A surgery technician who infected three dozen people with hepatitis C and might have exposed thousands of others by switching used syringes with ones filled with a powerful painkiller says she got careless and doesn’t expect to be forgiven.

Before a hearing where she’ll be sentenced to 20 years in prison, Kristen Diane Parker described for prosecutors how she slipped through a hospital’s drug screening process and began stealing drugs as she coped with a heroin addiction.

“I can’t ask for forgiveness,” a tearful Parker, 27, told Assistant U.S. Attorney Jaime Pena during a videotaped interview. “I don’t expect anybody to forgive me for what I’ve done. You know, I’m human. I was a drug addict.”

Parker pleaded guilty to tampering with a consumer product and obtaining a controlled substance by deceit or subterfuge. She admitted stealing syringes filled with Fentanyl from operating carts while employed at Denver’s Rose Medical Center and Colorado Springs’ Audubon Surgery Center. Fentanyl is 80 to 100 times more powerful than
morphine.

Her sentencing hearing is set for Friday in federal court in Denver.

She told prosecutors she injected herself with the Fentanyl, then replaced it with saline. She said she intended to put the saline in clean needles but got careless. Parker maintains she didn’t know she had hepatitis C.

Prosecutors say her scheme exposed nearly 6,000 patients at the two hospitals to the incurable liver disease. Thirty-six of them got infected.

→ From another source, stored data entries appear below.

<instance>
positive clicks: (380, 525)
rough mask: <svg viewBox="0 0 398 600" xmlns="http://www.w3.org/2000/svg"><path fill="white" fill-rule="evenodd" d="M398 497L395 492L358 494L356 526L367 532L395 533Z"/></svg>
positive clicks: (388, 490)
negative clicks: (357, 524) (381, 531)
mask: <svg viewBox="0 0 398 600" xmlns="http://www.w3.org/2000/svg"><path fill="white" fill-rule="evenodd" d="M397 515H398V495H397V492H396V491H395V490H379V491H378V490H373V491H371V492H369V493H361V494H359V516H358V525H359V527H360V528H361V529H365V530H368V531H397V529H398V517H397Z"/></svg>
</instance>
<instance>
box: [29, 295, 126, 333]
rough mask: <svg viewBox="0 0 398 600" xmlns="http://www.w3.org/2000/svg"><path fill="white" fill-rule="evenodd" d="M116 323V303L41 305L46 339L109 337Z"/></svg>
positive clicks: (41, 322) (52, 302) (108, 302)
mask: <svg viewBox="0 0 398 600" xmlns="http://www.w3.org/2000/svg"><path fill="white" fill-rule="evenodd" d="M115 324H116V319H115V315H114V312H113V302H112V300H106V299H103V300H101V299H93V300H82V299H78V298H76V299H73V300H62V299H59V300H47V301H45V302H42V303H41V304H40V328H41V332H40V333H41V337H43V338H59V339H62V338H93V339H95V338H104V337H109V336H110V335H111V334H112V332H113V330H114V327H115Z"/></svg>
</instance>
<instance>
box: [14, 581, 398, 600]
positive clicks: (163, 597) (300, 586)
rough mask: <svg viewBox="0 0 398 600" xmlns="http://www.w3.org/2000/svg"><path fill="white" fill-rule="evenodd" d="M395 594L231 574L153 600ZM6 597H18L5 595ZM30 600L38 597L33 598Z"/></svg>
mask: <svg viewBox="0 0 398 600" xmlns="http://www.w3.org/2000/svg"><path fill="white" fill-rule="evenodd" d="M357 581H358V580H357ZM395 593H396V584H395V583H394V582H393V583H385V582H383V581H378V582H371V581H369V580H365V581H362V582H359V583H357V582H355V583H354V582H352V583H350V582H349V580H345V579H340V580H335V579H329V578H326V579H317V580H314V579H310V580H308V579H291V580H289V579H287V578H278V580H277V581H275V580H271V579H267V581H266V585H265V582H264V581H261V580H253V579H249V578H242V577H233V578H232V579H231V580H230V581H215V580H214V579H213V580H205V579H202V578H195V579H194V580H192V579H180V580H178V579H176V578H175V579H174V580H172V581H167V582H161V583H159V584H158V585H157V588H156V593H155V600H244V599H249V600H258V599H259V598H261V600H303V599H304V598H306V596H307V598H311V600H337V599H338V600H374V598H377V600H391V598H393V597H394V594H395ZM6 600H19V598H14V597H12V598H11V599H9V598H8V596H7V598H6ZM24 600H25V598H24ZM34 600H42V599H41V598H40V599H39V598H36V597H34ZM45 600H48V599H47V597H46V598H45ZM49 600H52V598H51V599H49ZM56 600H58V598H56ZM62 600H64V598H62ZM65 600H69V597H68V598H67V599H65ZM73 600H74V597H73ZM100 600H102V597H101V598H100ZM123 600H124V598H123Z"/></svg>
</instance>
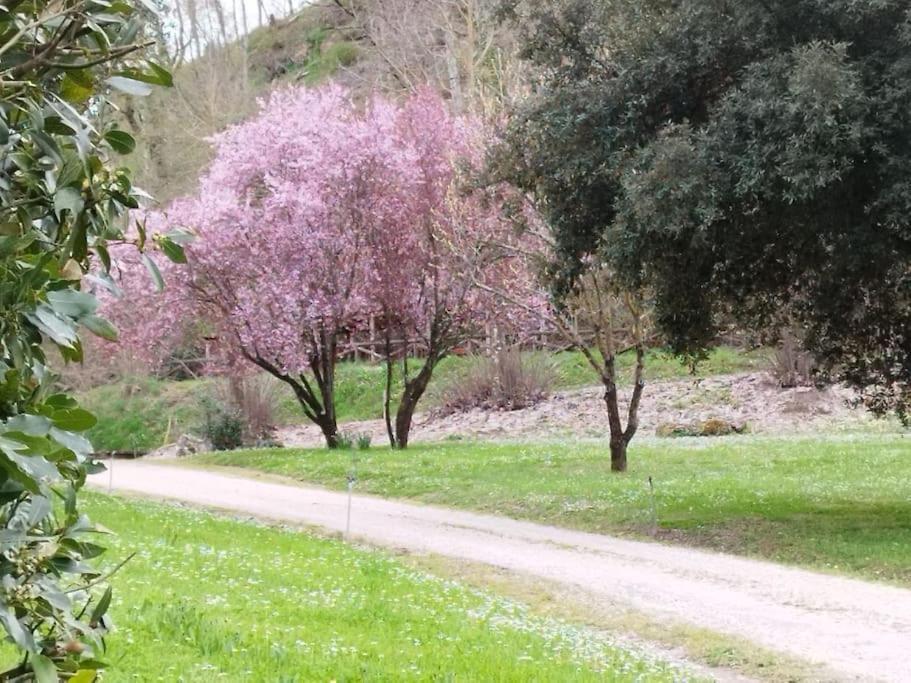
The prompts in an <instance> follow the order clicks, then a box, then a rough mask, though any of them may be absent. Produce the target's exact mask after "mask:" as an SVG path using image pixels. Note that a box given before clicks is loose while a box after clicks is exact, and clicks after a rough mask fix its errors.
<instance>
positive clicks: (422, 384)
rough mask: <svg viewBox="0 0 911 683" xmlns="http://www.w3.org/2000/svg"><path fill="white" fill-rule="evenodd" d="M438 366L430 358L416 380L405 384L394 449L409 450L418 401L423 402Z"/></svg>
mask: <svg viewBox="0 0 911 683" xmlns="http://www.w3.org/2000/svg"><path fill="white" fill-rule="evenodd" d="M436 364H437V360H433V359H432V358H428V359H427V360H426V361H425V362H424V365H423V366H422V367H421V370H420V372H418V374H417V375H416V376H415V377H414V379H411V380H409V381H407V382H406V383H405V389H404V390H403V391H402V398H401V399H400V400H399V407H398V410H396V412H395V442H394V443H393V447H394V448H400V449H402V450H404V449H406V448H408V438H409V436H410V435H411V422H412V420H413V419H414V411H415V409H416V408H417V405H418V401H420V400H421V397H422V396H423V395H424V392H425V391H426V390H427V385H428V384H429V383H430V377H431V376H432V375H433V368H434V367H435V366H436Z"/></svg>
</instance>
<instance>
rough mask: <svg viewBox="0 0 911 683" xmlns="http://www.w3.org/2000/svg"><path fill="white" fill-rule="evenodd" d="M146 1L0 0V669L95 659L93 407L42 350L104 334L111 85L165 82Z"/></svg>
mask: <svg viewBox="0 0 911 683" xmlns="http://www.w3.org/2000/svg"><path fill="white" fill-rule="evenodd" d="M145 12H146V10H140V9H139V8H137V7H136V6H134V5H133V4H131V3H130V2H129V1H118V2H116V3H113V4H110V3H101V2H89V1H87V0H80V1H77V2H73V1H72V0H64V1H63V2H46V1H44V0H32V1H31V2H23V1H22V0H12V2H9V3H7V4H6V5H5V6H3V7H0V524H2V528H0V625H2V628H3V630H4V631H5V632H6V635H7V639H8V641H10V642H11V643H13V644H14V645H15V646H16V647H17V648H18V649H19V651H20V653H21V659H20V662H19V664H18V665H17V666H15V667H14V668H13V669H11V670H9V671H7V672H4V673H2V674H0V679H2V680H10V681H30V680H37V681H41V682H44V681H57V680H58V679H60V678H66V679H69V680H71V681H79V682H82V681H91V680H94V679H95V677H96V671H97V669H99V668H101V667H102V666H103V664H102V663H101V662H100V660H98V659H97V658H98V657H99V656H100V655H101V653H102V652H103V650H104V641H103V638H104V634H105V632H106V631H107V628H108V622H107V610H108V608H109V606H110V604H111V599H112V591H111V588H110V586H108V585H107V584H106V578H107V577H106V576H102V575H100V574H99V572H98V570H97V569H96V567H95V566H94V565H93V564H92V563H91V560H93V559H94V558H96V557H98V556H99V555H100V554H101V553H102V552H103V550H104V548H103V547H102V546H101V545H99V544H97V543H95V542H94V541H93V540H92V539H93V535H95V534H97V533H99V532H101V531H103V530H101V529H99V528H98V527H95V526H93V525H92V524H91V523H90V522H89V520H88V519H87V518H86V517H85V516H84V515H82V514H80V512H79V507H78V497H77V494H78V492H79V490H80V489H81V488H82V486H83V485H84V484H85V480H86V475H87V474H90V473H91V472H93V471H97V470H98V469H99V468H100V466H99V465H98V464H97V463H95V462H94V461H93V460H92V447H91V444H90V443H89V442H88V441H87V440H86V439H85V437H84V436H82V432H84V431H85V430H87V429H89V428H91V427H92V426H93V425H94V423H95V419H94V417H92V415H91V414H90V413H88V412H87V411H85V410H83V409H81V408H80V407H79V406H78V405H77V403H76V401H75V400H74V399H73V398H72V397H70V396H67V395H66V394H63V393H59V392H58V391H57V390H56V388H55V384H56V382H55V376H54V374H53V372H52V371H51V369H50V367H49V366H50V364H51V360H50V359H49V358H48V357H47V355H46V349H49V348H51V347H56V349H57V350H58V351H59V353H60V356H61V357H62V359H63V360H64V361H65V362H79V361H81V360H82V354H83V347H82V344H81V342H80V330H81V329H82V328H84V329H86V330H89V331H90V332H92V333H94V334H96V335H99V336H101V337H104V338H108V339H113V338H115V337H116V330H115V329H114V327H113V326H112V325H111V324H110V323H109V322H107V321H106V320H104V319H103V318H102V317H100V316H99V315H98V314H97V307H98V301H97V300H96V298H95V296H94V291H95V290H96V288H98V287H112V286H113V282H112V280H111V278H110V276H109V275H108V272H109V271H110V269H111V267H112V264H111V258H110V255H109V252H108V248H107V245H108V244H109V243H112V242H125V241H127V240H126V239H125V236H124V233H123V229H124V226H125V225H126V213H127V211H128V210H129V209H131V208H136V207H138V205H139V198H140V197H141V196H142V193H141V191H139V190H138V189H137V188H134V187H133V185H132V181H131V178H130V174H129V171H128V170H126V169H123V168H118V167H117V165H116V162H115V159H114V154H115V153H120V154H125V153H129V152H130V151H131V150H132V148H133V147H134V144H135V143H134V141H133V139H132V137H130V136H129V135H128V134H127V133H125V132H123V131H121V130H118V128H117V126H116V120H115V117H114V116H112V115H111V114H112V112H115V111H116V103H115V102H114V101H113V99H112V96H113V93H114V91H121V92H125V93H128V94H143V93H144V92H147V91H148V89H149V88H150V87H151V85H152V84H159V85H169V84H170V75H169V74H168V73H167V72H166V71H165V70H163V69H161V68H160V67H158V66H157V65H154V64H149V63H146V62H144V61H143V60H142V59H141V54H142V52H143V50H144V48H145V47H146V46H147V45H148V44H149V43H148V41H146V40H145V39H144V35H143V14H144V13H145ZM131 241H132V242H133V243H134V244H136V246H139V247H141V248H142V247H144V246H145V244H144V242H145V235H144V234H142V233H141V232H140V233H139V236H138V238H137V239H133V240H131ZM157 241H158V242H159V243H160V244H162V245H164V244H168V245H169V246H168V248H169V249H172V250H173V247H172V246H170V243H169V242H167V241H166V240H164V239H163V238H159V239H158V240H157ZM96 262H97V265H95V264H96ZM91 269H94V272H95V273H96V275H88V274H87V273H89V272H90V270H91Z"/></svg>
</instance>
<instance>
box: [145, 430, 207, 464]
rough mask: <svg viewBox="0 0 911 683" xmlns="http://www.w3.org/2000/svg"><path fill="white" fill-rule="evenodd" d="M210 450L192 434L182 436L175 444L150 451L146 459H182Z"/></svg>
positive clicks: (162, 446)
mask: <svg viewBox="0 0 911 683" xmlns="http://www.w3.org/2000/svg"><path fill="white" fill-rule="evenodd" d="M209 450H212V447H211V445H210V444H209V443H208V442H207V441H206V440H205V439H200V438H199V437H197V436H193V435H192V434H184V435H183V436H181V437H180V438H179V439H177V441H176V442H174V443H170V444H168V445H166V446H162V447H161V448H159V449H157V450H154V451H152V452H151V453H149V454H148V455H147V456H146V457H147V458H184V457H186V456H188V455H193V454H194V453H205V452H206V451H209Z"/></svg>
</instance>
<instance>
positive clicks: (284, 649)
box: [86, 494, 680, 683]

“It really doesn’t matter if it’s one or 30,” author and freelance writer Pat Criscito of Monument, south of Denver, said Saturday, adding she thought Parker should have faced attempted murder charges. “There are some people who are not going to live as long as they were going to because of her.”

Criscito was one of the thousands tested, but her case turned out negative.
Investigations also were launched in Mount Kisco, New York, and in Houston, where Parker previously worked.

Hepatitis C is a blood-borne disease that can cause serious liver problems, including cirrhosis or liver cancer. Symptoms can include nausea, diarrhea, fatigue, pain and jaundice.